Ma la vita, si sa, si stanca presto di cullare i sogni belli. E non basta Giulio a tenere unita la coppia. Litigi, silenzi pieni di tensione, fughe da casa, rovinano la vita del figlio adolescente. Fino a quando i genitori decidono di andare ognuno per la propria strada. Illudendosi che una montagna di regali lo aiuterà a combattere la malinconia. A sentirsi meno solo.

Uno di quei doni corre ve. loce su due ruote. È una moto da sogno, che si tramuterà in un incubo quando Giulio resterà coinvolto in un incidente apparentemente banale.

Ed è proprio da lì che riparte la storia di “Apri gli occhi”. Perché Matteo Righetto spezza il racconto seguendo due traiettorie. Una segue il dipanarsi delle vite dei personaggi nel groviglio di giornate convulse. L’altra rallenta il passo, indica la strada, scruta il cielo e l’orizzonte.
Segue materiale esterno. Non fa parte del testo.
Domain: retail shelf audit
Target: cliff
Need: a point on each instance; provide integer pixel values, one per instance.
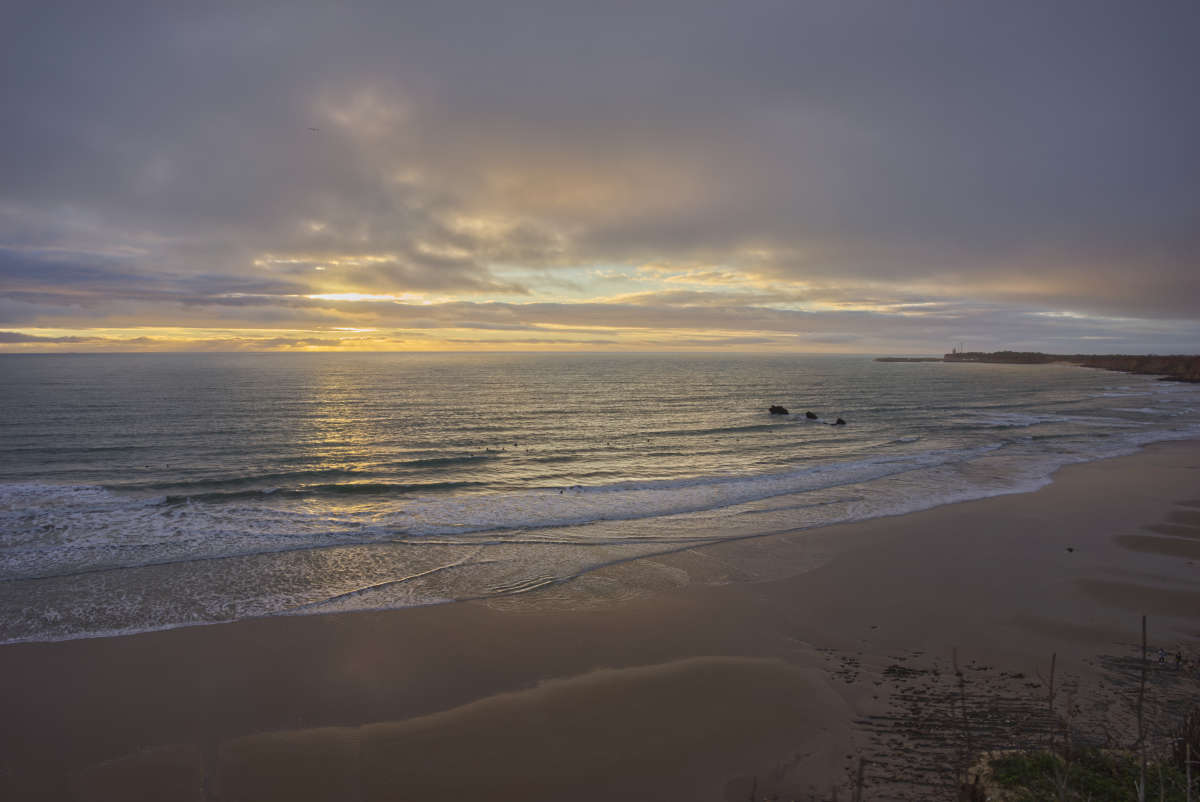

Conduce metro a metro Francesca e Luigi in un percorso che li porterà a riscoprire l’ultimo momento in cui sono stati felici assieme. E allora sì che ritornano in primo piano le montagne. Un paradiso troppo vicino per essere vero. Troppo reale per essere apprezzato con gli occhi bene aperti, il cuore e il cervello in sintonia.

Ed è lì, in uno scenerio tanto bello da ferire l’anima come il Latemar che si specchia nel Lago di Carezza, che il romanzo di Righetto trova il centro di gravità. E lo fa rallentando le parole, centellinando le emozioni. Dimostrando che uno scrittore può partire alla velocità della luce, nel suo percorso narrativo, per poi ritrovarsi a contemplere i silenzi, le ombre. I profili di montagne che assomigliano a specchi, pronti a riflettere il sole e le nuvole dentro di noi. Quella che chiamano anima.